Фаза игры описанной психодрамы завершилась, поскольку травматическое детское переживание ста­ло в игре столь актуальным, что в результате про­изошел настоящий катарсис накопившихся в бес­сознательном чувств. Протагонист и партнеры про­буждаются от нее словно от сна. С возвращением в группу оживленные игрой и не утихшие детские чувства протагониста, массированный прорыв кото­рых он только что пережил как огромное облегче­ние, сталкиваются с растущим ощущением неловко­сти. Протагонисту, возможно, стыдно перед груп­пой за взрыв своих детских эмоций. Он растерян и, быть может, предполагает, что в общем-то чужие ему члены группы будут втайне над ним насмехать­ся. Более того, он может даже опасаться, что из-за изображенных в сцене с шефом, типичных для него тенденций к бегству они могут презирать его и счи­тать инфантильным. Психодрама, построенная на свободных ассоциациях протагониста, в конечном счете вскрыла корни его неадекватного поведения.

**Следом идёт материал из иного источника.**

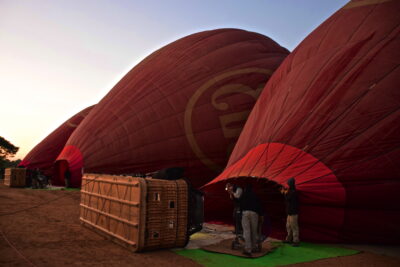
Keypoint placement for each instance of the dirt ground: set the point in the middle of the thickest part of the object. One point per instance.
(51, 235)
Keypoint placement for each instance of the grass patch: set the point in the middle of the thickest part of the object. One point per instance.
(282, 255)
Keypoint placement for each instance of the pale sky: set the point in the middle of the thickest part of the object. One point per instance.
(59, 56)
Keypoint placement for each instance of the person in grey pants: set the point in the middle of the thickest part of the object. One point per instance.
(251, 209)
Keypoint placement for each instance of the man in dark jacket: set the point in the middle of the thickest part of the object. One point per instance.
(251, 210)
(292, 210)
(235, 193)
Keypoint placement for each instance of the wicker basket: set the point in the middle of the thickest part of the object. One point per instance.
(141, 214)
(15, 177)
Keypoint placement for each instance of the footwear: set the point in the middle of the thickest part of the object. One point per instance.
(248, 254)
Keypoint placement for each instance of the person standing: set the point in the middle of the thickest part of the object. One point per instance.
(67, 178)
(235, 193)
(251, 210)
(292, 210)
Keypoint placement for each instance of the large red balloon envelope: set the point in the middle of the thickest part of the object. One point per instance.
(184, 105)
(44, 154)
(329, 116)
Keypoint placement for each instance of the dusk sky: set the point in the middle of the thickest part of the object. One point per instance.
(61, 56)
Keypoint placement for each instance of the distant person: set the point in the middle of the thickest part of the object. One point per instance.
(34, 176)
(292, 210)
(251, 210)
(67, 178)
(235, 193)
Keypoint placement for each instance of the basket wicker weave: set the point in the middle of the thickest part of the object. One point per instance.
(141, 214)
(15, 177)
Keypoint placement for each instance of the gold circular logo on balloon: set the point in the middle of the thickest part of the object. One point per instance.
(228, 88)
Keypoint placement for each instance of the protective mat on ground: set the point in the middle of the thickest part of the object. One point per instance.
(282, 255)
(225, 247)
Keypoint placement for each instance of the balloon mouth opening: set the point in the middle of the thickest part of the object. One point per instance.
(219, 207)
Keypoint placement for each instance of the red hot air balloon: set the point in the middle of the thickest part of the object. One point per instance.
(329, 116)
(44, 154)
(184, 105)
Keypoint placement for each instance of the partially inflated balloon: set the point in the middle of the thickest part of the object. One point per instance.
(184, 105)
(329, 116)
(44, 154)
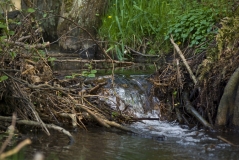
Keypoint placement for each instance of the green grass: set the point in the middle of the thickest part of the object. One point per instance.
(144, 25)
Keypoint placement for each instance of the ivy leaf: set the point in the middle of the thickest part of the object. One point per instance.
(3, 78)
(31, 10)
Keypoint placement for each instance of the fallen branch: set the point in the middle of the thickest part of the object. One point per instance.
(28, 46)
(224, 140)
(192, 111)
(16, 149)
(11, 132)
(184, 61)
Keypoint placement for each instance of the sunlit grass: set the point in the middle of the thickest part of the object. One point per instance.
(141, 23)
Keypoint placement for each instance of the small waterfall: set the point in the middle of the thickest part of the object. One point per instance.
(131, 95)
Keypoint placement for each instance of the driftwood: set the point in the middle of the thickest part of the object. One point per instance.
(224, 140)
(15, 149)
(184, 61)
(190, 109)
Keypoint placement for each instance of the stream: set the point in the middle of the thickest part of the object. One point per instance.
(154, 139)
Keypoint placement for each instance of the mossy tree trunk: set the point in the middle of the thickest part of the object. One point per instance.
(228, 110)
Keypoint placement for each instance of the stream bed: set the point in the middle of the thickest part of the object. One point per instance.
(154, 139)
(100, 144)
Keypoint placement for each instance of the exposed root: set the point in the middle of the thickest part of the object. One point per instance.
(37, 124)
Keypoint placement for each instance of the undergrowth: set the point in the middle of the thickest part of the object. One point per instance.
(147, 25)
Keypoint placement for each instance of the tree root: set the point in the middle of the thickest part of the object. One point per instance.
(192, 111)
(37, 124)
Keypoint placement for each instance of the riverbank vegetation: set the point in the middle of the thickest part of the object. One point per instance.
(201, 35)
(206, 33)
(147, 26)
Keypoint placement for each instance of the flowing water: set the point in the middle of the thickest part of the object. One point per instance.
(155, 139)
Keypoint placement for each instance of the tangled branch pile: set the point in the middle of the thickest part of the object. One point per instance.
(29, 88)
(213, 68)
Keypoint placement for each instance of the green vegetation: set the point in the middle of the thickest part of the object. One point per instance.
(147, 25)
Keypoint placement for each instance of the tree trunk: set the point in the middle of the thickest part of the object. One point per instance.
(228, 110)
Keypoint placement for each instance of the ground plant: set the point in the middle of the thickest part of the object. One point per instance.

Его собственное неприятное чувство говорит ему, кроме того, что и сейчас он часто ведет себя так, как убегающий от матери обиженный ребенок, ко­торый был изображен в психодраме. Если протаго­нист — человек очень стеснительный, то его угнета­ет то, что он так долго находился в центре внима­ния. Само собой разумеется, закончить психодрама­тическое занятие на этом было бы врачебной ошиб­кой. Понимание протагонистом причин и следст­вий своего неадекватного порой поведения осталось бы оттесненным его сиюминутным смущением, об­легчение после катарсиса было бы ослаблено чувством стыда по отношению к группе. Кроме того, он чувствовал бы себя весьма одиноким и был бы ли­шен важного опыта «Мы», который особенно дает третья фаза психодрамы. В тот самый момент, ког­да сразу после игры у протагониста, возможно, воз­никает сомнение, было ли оправданным проявлен­ное им доверие к группе, начинается уже третья фаза психодрамы.